Undaunted by a coop's worth of wire, Fergie continued her assault, chewed through the base of the six foot tree and ran gleefully around the yard with it dangling from her mouth. Tree 0 Fergie 1. Katie ranted and raged and then continued with her garden plans. A stupid tree eating dog was not going to stop her from gardening. Buy thorny plants, I advised. Maybe a quince. She tried roses. Served on a warm bed of soil with a spattering of petals, roses are delicious, countered Fergie.

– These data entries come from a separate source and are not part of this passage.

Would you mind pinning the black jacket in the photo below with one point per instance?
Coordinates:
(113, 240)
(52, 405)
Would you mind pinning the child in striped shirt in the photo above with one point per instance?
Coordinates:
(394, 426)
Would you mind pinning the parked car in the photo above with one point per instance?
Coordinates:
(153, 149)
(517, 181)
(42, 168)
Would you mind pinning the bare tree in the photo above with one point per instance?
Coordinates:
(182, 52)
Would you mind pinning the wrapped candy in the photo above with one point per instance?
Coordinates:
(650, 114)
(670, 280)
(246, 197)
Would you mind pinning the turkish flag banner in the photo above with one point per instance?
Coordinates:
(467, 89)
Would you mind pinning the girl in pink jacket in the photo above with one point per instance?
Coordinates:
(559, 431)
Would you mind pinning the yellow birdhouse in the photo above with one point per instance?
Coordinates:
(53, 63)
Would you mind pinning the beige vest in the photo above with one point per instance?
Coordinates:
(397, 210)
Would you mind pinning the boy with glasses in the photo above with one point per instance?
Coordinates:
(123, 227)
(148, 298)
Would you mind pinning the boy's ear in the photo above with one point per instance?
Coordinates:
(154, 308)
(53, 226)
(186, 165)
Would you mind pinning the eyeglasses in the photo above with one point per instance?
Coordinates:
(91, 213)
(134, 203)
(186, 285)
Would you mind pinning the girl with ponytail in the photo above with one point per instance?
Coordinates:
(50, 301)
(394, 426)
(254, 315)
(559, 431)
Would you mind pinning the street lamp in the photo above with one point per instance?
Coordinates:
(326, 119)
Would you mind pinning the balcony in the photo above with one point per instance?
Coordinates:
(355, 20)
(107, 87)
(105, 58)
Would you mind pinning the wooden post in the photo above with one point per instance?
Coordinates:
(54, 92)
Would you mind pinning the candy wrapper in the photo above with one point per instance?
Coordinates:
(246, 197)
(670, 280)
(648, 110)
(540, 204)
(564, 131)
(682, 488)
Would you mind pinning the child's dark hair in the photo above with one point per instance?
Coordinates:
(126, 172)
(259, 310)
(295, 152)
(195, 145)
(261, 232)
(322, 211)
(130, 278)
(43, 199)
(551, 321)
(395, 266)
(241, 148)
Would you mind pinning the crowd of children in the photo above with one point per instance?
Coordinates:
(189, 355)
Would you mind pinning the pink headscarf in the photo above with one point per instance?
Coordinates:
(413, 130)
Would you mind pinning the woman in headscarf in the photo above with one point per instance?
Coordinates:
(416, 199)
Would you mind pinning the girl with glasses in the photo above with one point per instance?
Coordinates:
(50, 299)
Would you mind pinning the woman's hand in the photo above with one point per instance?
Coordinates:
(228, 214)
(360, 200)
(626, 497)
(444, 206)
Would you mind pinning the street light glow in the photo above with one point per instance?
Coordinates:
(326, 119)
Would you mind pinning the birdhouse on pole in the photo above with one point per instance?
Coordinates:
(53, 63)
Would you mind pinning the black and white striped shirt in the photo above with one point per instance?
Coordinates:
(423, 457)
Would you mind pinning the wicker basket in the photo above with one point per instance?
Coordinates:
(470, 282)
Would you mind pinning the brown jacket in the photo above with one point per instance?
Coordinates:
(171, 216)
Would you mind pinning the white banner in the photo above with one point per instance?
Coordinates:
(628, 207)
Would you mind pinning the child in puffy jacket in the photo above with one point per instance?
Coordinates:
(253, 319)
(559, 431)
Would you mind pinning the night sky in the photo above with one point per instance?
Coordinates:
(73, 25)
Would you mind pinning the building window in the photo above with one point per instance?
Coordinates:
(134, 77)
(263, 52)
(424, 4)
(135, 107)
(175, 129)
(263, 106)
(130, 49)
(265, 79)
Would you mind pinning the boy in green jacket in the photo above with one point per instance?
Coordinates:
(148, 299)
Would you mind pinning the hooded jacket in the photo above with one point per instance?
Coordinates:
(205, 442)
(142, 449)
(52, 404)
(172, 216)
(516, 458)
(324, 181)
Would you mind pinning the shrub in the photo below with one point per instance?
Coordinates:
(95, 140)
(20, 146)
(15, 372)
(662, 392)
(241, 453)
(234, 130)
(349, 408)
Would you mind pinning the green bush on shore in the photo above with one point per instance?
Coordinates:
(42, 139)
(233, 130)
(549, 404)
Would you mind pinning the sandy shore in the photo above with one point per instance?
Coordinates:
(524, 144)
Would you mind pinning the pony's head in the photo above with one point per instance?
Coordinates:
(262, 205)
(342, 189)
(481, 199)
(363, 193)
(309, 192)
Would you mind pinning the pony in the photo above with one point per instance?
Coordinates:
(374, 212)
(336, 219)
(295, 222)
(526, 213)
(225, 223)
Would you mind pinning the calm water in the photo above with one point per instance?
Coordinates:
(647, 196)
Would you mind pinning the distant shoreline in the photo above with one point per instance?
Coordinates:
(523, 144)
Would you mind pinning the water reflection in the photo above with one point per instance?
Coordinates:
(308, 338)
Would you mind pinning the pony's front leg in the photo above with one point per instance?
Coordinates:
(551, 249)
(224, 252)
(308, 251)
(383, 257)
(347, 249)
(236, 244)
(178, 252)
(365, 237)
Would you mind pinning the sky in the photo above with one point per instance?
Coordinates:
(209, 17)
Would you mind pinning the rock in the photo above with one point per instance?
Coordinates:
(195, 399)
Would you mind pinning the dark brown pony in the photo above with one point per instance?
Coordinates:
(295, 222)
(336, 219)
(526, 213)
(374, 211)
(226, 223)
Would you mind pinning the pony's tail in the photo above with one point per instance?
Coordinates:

Hostas, astilbes, pieris, tradescantia were ravaged equally as Fergie and Maddie joyfully helped Katie with every regardening project. Eager to prove themselves worthy of her continued love and affection and sensitive to the difficulties of gardening while heavily pregnant, they dug this four foot wide hole just for her. Had the concrete slab been just a few feet to the left, they would have contiued to help. They wagged their tails and stood proudly by their work.
Sensing how difficult it is to care for a baby when threatened by bags of peat moss, Fergie and Maddie decided to help by eliminaitng the forces of evil hidden within.
Most people would have given up after having to regarden for the hundredth time. But not Katie. The dogs are still there, the baby is safe from the horrors of peat moss, the black walnut tree continues to poison the soil, and Katie still gardens, more determined each time to create a solution that will outsmart the dogs and the tree. I may have a larger garden, but she is the ultimate gardener.
Phlox and coeopsis seedlings from my garden thrive in Katie's front yard, the only garden the dogs don't have access to.